I'm at the venue, and signed in.  I got the most awesome race number:

Let the good times roll!

We will be racing in the opposite direction from last year.  Seems thay they added some waterbars and whatnot to the course, and the organizers think it will be safer in the clockwise direction.  The only bummer is that we won't get the big screaming downhill back to the Start/Finish.  Oh, well...


Yet Another Adventure

At 6:30, this evening, I will be on the starting line of the 24 Hours of E-Rock mountain bike race.  I am mostly packed up, with just a few last-minute items to take care of (ice for the cooler, a pound of Mexico Chiapas coffee beans ground for the French Press, etc.).

I'll drop the dogs off in Parker, and pick up Carol and Colin (who will help me set up camp).  Randy is coming down after work to do nighttime babysitting duty, so everything is looking pretty good for a fun time.

 The Daily Grind, in 24-hour raceface.

The bike is in full race mode (I took the saddle bag and extra bottle holder off, and added my big lights), and I have enough food for an army.  The temperatrures are supposed to be a bit warmer (especially at night) than last year.  Hopefully, that means we won't be sitting around camp wrapped in blankets, shivering, as I eat/rest.

I have a different plan for the race, this year.  Last year, I wanted to get 100 miles in before sleeping, and the race became an experiment in sleep-deprivation as much as anything else.  This year, I want to get 120 miles in, but I also want to race until the end of the 24 hours. 

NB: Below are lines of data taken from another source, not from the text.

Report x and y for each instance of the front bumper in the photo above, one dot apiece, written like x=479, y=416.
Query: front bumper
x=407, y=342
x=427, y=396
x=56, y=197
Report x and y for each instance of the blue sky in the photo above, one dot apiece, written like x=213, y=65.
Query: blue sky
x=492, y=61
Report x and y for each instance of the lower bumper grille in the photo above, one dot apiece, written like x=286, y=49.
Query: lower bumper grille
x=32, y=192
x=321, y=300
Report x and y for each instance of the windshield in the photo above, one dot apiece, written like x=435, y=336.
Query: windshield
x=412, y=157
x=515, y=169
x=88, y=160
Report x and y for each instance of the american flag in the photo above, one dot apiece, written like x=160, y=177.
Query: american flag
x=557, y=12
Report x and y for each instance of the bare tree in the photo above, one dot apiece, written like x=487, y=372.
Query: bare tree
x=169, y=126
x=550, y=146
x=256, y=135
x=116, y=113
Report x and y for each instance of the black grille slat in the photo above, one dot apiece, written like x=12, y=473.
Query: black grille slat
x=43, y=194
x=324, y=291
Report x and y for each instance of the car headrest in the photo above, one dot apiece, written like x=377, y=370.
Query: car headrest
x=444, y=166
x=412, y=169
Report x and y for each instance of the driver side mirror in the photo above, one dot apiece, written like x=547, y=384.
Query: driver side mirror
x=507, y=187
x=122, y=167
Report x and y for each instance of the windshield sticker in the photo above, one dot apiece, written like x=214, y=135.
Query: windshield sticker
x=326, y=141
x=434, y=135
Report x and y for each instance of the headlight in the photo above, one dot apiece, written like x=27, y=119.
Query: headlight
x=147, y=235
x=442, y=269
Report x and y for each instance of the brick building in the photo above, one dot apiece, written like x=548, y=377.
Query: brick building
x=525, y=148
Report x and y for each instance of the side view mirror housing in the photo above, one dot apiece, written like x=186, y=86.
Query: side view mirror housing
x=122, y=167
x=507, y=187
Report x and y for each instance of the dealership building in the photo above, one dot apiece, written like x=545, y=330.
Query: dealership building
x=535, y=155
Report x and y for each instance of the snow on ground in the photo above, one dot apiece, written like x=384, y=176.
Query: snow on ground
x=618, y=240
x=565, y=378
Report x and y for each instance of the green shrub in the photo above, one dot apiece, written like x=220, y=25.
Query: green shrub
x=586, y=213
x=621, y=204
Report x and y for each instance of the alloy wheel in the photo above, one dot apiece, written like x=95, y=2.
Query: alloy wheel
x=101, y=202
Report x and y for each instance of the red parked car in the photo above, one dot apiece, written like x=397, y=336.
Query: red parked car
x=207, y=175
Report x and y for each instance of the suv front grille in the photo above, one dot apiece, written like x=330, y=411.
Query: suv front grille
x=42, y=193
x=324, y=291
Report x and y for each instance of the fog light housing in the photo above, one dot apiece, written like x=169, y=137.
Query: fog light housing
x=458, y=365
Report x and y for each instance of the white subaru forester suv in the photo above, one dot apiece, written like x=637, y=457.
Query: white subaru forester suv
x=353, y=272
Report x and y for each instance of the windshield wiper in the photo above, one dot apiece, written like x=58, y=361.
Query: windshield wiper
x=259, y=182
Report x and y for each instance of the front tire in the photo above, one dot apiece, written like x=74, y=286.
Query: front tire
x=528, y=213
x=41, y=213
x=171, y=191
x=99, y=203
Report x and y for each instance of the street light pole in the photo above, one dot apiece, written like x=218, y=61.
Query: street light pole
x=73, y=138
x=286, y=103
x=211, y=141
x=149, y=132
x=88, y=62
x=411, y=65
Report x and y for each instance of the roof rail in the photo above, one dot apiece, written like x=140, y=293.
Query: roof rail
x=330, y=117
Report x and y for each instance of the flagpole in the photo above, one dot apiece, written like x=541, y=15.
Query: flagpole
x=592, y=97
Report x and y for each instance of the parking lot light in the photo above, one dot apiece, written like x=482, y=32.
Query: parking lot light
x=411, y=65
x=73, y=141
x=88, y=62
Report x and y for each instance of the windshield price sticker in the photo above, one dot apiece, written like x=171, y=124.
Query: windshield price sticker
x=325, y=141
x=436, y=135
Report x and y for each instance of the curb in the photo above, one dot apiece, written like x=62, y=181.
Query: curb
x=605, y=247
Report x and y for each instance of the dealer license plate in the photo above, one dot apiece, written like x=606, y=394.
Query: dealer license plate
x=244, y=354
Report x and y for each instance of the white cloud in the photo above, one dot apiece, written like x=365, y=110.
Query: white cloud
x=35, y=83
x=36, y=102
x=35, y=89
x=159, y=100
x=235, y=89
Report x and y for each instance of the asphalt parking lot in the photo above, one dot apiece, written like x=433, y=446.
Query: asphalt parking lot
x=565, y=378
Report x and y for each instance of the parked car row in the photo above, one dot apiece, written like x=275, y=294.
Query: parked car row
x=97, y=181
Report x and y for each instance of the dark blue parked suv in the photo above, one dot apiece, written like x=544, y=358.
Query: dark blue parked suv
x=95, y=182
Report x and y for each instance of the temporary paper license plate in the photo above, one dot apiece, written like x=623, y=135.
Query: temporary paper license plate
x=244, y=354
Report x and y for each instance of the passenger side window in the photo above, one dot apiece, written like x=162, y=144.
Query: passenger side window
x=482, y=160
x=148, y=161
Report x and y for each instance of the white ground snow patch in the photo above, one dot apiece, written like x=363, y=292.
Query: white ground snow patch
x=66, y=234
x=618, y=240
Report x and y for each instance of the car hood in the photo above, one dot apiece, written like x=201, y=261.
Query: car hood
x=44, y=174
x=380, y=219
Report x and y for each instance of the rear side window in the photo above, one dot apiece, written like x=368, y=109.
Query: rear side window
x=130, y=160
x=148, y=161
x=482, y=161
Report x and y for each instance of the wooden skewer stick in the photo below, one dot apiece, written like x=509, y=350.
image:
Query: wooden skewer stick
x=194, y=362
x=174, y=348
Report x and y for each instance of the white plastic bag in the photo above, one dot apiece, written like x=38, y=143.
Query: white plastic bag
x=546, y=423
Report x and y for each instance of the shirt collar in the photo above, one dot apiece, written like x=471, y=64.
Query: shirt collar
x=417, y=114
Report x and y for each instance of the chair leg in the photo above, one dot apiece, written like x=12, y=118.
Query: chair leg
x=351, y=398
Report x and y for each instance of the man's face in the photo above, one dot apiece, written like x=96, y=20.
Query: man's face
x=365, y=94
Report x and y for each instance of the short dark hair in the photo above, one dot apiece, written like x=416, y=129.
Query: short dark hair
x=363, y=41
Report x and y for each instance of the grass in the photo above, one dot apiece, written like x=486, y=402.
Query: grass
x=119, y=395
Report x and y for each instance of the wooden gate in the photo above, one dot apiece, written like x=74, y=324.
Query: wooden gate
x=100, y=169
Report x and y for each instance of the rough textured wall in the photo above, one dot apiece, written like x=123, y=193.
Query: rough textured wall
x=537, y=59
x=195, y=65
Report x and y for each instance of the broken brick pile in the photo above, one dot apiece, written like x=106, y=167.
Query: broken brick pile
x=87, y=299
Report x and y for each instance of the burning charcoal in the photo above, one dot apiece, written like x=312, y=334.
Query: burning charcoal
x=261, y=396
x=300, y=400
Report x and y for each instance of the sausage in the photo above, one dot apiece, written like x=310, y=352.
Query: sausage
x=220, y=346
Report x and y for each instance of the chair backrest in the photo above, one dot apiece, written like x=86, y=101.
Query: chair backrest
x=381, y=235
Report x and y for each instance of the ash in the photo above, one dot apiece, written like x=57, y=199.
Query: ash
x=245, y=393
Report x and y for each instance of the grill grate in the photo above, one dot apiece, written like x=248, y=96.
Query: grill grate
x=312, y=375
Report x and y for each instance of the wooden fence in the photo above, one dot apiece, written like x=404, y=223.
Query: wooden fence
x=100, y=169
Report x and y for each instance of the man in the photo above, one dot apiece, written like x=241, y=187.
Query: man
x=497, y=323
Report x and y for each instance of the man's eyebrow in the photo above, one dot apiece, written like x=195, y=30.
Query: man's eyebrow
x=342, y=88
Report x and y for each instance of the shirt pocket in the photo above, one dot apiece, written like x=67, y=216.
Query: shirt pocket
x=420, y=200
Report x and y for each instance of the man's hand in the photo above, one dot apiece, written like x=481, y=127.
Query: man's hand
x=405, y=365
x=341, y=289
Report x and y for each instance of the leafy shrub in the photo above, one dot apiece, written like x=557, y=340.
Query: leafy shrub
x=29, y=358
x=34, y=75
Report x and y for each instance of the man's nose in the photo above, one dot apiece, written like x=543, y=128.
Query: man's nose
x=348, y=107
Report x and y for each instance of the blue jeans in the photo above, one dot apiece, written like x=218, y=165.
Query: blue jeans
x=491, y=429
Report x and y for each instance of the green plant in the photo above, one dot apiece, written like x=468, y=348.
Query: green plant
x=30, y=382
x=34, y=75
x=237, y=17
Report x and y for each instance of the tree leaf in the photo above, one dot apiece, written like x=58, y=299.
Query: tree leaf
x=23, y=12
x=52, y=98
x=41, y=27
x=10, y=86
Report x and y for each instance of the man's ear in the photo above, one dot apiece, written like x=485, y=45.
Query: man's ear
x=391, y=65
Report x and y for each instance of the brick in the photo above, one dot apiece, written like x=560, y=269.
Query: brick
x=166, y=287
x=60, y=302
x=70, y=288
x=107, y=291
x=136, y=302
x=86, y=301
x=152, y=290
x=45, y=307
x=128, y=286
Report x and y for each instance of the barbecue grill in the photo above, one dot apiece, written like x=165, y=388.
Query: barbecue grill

I am planning on getting about 60 miles down, then sleeping for a few hours, before continuing the race.  I am hoping that I can time it so that sleepy-time coincides with the darkest, coldest part of the night.  That should, at least, be a little more fun for Randy!

I feel pretty good about my chances of upping the mileage.  I have a few longer rides under my belt, this year, that I didn't have last year.  Plus, I think a little sleep in the middle of the race will go a long way.

I will try to post updates, throughout the race, if you are interested.  Wish me luck.